A principios del siglo VI, la Costa Amalfitana formaba parte del imperio bizantino de Justiniano, quien convirtió el pueblo de pescadores de Amalfi en sede de un episcopado. En aquellos tiempos, y hasta el siglo IX, todo el Mezzogiorno italiano devino en un gran campo de batalla entre bizantinos, sarracenos, normandos y algunos pueblos bárbaros que habían cruzado los Alpes tras la caída de Roma. Cada uno de ellos intentó hacer aliados en la región. Amalfi quedó alineada en la zona bizantina. En torno al año 840, con un imperio bizantino en decadencia, Amalfi se transformó en una ciudad-estado independiente.
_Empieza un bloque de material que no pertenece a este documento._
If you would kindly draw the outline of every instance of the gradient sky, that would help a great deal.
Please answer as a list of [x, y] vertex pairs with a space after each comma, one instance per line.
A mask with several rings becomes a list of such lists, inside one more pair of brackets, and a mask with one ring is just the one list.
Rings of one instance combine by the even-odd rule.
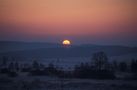
[[0, 0], [0, 40], [137, 46], [137, 0]]

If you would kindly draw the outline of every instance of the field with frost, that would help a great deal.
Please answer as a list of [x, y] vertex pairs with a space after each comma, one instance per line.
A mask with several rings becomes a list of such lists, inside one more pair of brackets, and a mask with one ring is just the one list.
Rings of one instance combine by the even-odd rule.
[[137, 90], [137, 81], [0, 76], [0, 90]]

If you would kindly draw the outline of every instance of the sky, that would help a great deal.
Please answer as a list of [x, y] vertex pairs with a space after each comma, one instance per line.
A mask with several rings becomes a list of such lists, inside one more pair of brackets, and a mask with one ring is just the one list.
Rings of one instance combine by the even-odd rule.
[[137, 0], [0, 0], [0, 40], [137, 46]]

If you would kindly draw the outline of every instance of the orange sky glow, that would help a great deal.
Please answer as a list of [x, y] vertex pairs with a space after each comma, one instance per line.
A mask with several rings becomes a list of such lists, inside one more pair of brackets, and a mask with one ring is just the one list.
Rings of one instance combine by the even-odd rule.
[[1, 34], [105, 37], [130, 32], [132, 36], [137, 33], [131, 29], [136, 28], [136, 9], [136, 0], [0, 0], [1, 25], [29, 27], [1, 29]]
Los amalfitanos crearon una república regida por dos magistrados que se hicieron llamar dux, y crearon una nueva manera de organizarse que sentó cátedra en Italia: las repúblicas marineras, que luego imitaron Génova, Pisa y Venecia. La ciudad vivió entonces su periodo de mayor esplendor. Sin embargo, esta independencia política se vio truncada en 1073, cuando los normandos ocuparon la ciudad. Cincuenta años después, Amalfi sufrió un nuevo ataque de otro rey normando, Rogelio II, procedente de Sicilia. La ciudad volvió a ser saqueda en 1135 y 1137 por la República de Pisa. La supervivencia política era imposible. Por si esto fuera poco, un fuerte maremoto, a mediados del siglo XIV, se llevó media ciudad y desaparecieron edificios emblemáticos como el palacio ducal, astilleros y fortificaciones. El golpe de gracia lo asestó la epidemia de peste que asoló Europa en 1348 y que en Amalfi se llevó por delante a gran parte de su población.
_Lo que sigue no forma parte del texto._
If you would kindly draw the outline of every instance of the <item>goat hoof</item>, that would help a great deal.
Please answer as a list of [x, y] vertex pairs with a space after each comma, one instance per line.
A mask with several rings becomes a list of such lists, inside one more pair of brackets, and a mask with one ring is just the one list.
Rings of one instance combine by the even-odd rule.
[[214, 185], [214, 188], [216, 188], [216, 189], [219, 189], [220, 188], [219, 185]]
Ischia y el arte del buen comer

La cocina de la isla de Ischia es muy parecida a la apreciada gastronomía napolitana. Sin embargo, cada receta trae su inspiración de los productos que el generoso Mar Tirreno ofrece a lo largo de la costa de la isla. El pescado constituye, evidentemente, el alimento preferido por los ischianos: doradas, sargos, lubinas, atún, lenguado... Los modos de cocinarlo resultan muy variados: nunca faltan la sopa de pescado, deliciosa, ni los famosos espaguetis chatos o espaguetis con almejas, en blanco o al jugo de tomate. También los tallarines con marisco, los mejillones y el sabroso pecorino (queso de oveja) forman parte de la buena cocina isleña. Pero aun tratándose de una isla, Ischia también es famosa por el coniglio alla cacciatora (conejo a la cazadora). La ensalada caprese (tomate, mozarella, y albahaca), las berenjenas, la parmesana de berenjenas, los pimentones a la sartén o al horno son algunas de las guarniciones que suelen prepararse para acompañar a los excelentes productos que ofrece el suelo ischiano. Los vinos de la zona también merecen ser citados. Las viñas más florecientes, aquellas que más se benefician del sol de la isla, se encuentran en las laderas del monte Epomeo. Biancolella y Forastera son buenos vinos blancos; Montecorvo, para quienes prefieran el vino tinto. Entre los licores más exquisitos destaca el famoso limoncello, una infusión en alcohol puro de las cáscaras de los jugosos limones.